# Featherlite trailers



## churumbeque (Dec 20, 2009)

Cowgirls Boots said:


> So on Friday I am driving almost 4 hours away to go look at a 1993 aluminum featherlite 3h slant gooseneck with a dressing room. It looks really clean from pictures and she said there's only some cosmetic rust on the jack but nothing that would make it unsound. It's 7ft tall and 6 1/2 wide. The stall area is roughly 12 feet long. She's asking $6500 but would take $5000. At opinions on them? Is 6 1/2 wide big enough for a stocky 15h Qh? (he isnt the best loader and im afraid he wont fit in the slant {im overly paranoid}) Am I getting a good deal or a not so good deal? Any input would be appreciated


 6.5 isn't very wide.I thought usually they are 7' wide. But if the stalls are wide and long than that would help. If they have a large slant to them that will make them longer. I would load a horse to be sure.


----------



## Cowgirls Boots (Apr 6, 2011)

Some of the 2013 trailers we were checking out were about 6'8 wide I believe


----------



## Cowgirls Boots (Apr 6, 2011)

Bump
_Posted via Mobile Device_


----------



## MyBoyPuck (Mar 27, 2009)

I used to own a Featherlite. They are very well made trailers. When you go to see it, pull up the floor mats at the corners especially and look for signs of pitting in the floor. Unlike wood, you can't replace an aluminum floor, so that needs to be in good shape. 
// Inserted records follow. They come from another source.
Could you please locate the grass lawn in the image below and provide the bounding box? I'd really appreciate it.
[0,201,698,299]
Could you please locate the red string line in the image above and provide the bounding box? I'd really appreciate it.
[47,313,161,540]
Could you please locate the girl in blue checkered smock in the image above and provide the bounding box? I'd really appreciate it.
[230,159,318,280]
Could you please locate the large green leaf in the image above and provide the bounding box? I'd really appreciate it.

I don't know about the width being okay. I would measure your horse head to tail and measure the trailer to see how much room he'd have in there. 

$5,500 sure sounds like a nice price for a GN to me, but then I live in an overpriced area.


----------



## tailskidwest (Jan 8, 2013)

I'd recommend you pull the floor mats completly out. There may be corrosion (white flakey consistancy to the aluminum surface or big pits where the aluminum has already flaked off) at the seams between the floor mats. Urine will also soak under the mats to any location. Ask how often the mats were removed and the floor washed. Floor should be allowed to completly dry before the mats go back in. Mats should be washed both sides at the same time.


----------



## beau159 (Oct 4, 2010)

As far as size goes, you should be fine. 
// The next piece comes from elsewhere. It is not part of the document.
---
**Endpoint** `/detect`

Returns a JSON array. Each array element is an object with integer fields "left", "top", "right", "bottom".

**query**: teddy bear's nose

I have a 2003 Exiss 3 horse slant, which is the standard 6'6" wide and 7' tall. My 15.2 hh quarter horse who is about 1200 pounds (stocky boy!!!) fits fine in all the stalls. But the back stall will always have more room. 

I've also hauled him in my boarding couples featherlite 3 horse bumper pull which IS smaller inside than my trailer. He fits a big tighter in that trailer, but he still does have plenty of room. 

If your horse has never been in a slant load, it might be easiest to completely open the back (as the rear tack should've collapsible), to give him more space to feel comfortable. Spend plenty of sessions practicing loading before you actually need to go somewhere.
_Posted via Mobile Device_


----------